L'AIA sul rigore assegnato alla Roma nel match contro il Milan:"Bartesaghi, in ritardo, prova ad andare a chiudere a contatto con l’avversario. Il braccio è molto largo, rende sé stesso più grande, copre uno spazio. È un rigore codificato. Oggi è un rigore chiaro, lapalissiano: braccio largo a coprire il passaggio del pallone. Interviene in ritardo, la punibilità è evidente. Colombo ha arbitrato molto molto bene una partita molto complessa. Roma-Milan è storicamente una gara difficile, l’ha arbitrata con personalità e serenità, con una linea tecnica più che ottimale. Gli episodi in area li ha presi molto bene, una prestazione di gran qualità sicuramente”.

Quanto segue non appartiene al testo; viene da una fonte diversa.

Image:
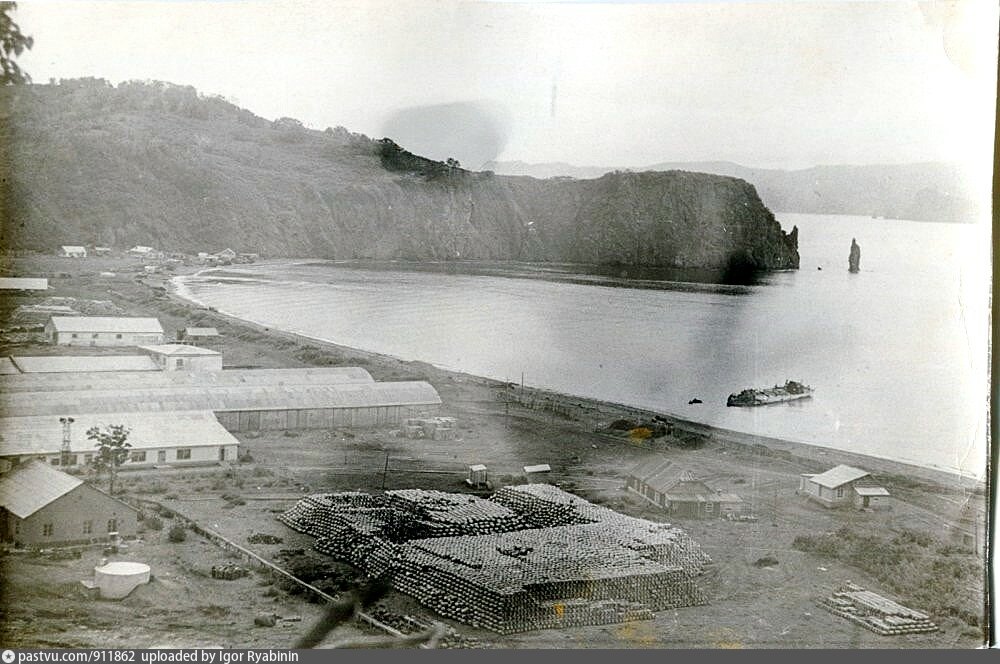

Col loro regolamento è chiaro che è rigore, non se ne esce.
Ma è il regolamento ad essere cervellotico.
Le loro ricostruzioni poi sono di una ignoranza calcistica imbarazzante.
In questo caso particolare barte sul cross profondo perde i riferimenti del giocatore e della palla.
Entra in ritardo e prova a prendere posizione o fare un taglia-fuori ma il giallorosso è in vantaggio, si coordina e crossa di interno al volo.
La palla colpisce la mano di Bartesaghi, rigore.
Il movimento delle mani e delle braccia quando si salta non è per allargare la figura ma per proteggere la propria e l'incolumità altrui , della testa e non solo.
L'aia lo sa che se Bartesaghi in questo caso non usa le braccia rischia di rompere una costola al romanista?
Non lo sa.
Basta stringere i gomiti alla figura e poi andare a colpire sul fianco l'avversario e gli fai male.
Quindi che si possa saltare senza usare le braccia è eresia.
Vedremmo teste spaccate tutte le domeniche.